In 1523, Landgrave Philip I started transforming the city of Kassel into a modern fortress. He eventually ordered the partial demolition of the old castle, which had been expanded multiple times. Between 1556 and 1562, using parts of the existing structure, fortress architect Antonius Riemenschneider constructed a Renaissance-style palace in its place.

Construction started in November 1556 with the kitchen building, which had a central entrance on the southwest side, followed by the adjacent city-facing bakery building in 1560. The women's quarters, located near the Brothers Church, were expanded between 1560 and 1562.
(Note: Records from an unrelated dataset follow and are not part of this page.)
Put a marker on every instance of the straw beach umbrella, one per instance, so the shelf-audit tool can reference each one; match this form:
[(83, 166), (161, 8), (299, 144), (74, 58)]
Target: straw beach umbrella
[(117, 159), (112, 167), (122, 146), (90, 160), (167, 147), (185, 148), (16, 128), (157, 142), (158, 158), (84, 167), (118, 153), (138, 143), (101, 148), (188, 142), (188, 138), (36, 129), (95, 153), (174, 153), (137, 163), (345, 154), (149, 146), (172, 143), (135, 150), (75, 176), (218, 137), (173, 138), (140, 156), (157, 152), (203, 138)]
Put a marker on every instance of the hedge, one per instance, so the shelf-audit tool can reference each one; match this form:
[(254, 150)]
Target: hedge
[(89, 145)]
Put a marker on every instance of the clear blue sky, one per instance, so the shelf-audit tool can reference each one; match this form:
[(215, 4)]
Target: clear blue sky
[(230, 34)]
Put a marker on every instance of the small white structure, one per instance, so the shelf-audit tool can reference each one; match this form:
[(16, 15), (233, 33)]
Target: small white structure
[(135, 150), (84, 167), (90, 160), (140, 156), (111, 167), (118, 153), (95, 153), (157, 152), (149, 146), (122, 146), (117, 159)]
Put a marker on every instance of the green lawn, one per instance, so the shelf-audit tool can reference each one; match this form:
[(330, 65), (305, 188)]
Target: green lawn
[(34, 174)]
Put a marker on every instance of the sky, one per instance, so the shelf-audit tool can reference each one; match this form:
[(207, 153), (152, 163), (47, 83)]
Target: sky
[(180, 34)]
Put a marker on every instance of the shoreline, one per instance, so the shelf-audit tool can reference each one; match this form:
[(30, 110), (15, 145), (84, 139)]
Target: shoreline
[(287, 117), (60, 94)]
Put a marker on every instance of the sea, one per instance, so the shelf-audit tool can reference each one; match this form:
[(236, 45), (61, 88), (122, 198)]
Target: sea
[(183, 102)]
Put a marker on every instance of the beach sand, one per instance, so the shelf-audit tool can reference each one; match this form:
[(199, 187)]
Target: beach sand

Philip's son, William IV, the first Landgrave of Hesse-Kassel, had the Gothic "Rothenstein Wing" renovated between 1570 and 1574. Court painters Caspar van der Borcht and Jost vom Hoff played key roles in decorating the interiors. William IV also established the first observatory in Central Europe at the palace, consisting of two balconies on the southern front with a balustrade walkway.

William IV's son, Landgrave Maurice, continued the transformation by renovating the chapel between the Rothenstein Wing and the women's quarters. The palace now became a three-story, four-wing structure with an almost square layout around a spacious courtyard, featuring a high roof with numerous dormer windows. Polygonal spiral stair towers stood at the corners of the courtyard.

The palace remained largely unchanged until the French invasion in December 1806, serving as the residence of the House of Hesse-Kassel. Although there were various plans in the 18th century to modernize the palace, such as a proposal by Charles de Wailly .

The last ruler of Hesse-Kassel to reside in the city palace was William I, who was elevated to Elector in 1803. He had to leave his land on 1 November 1806, shortly before it was occupied by France.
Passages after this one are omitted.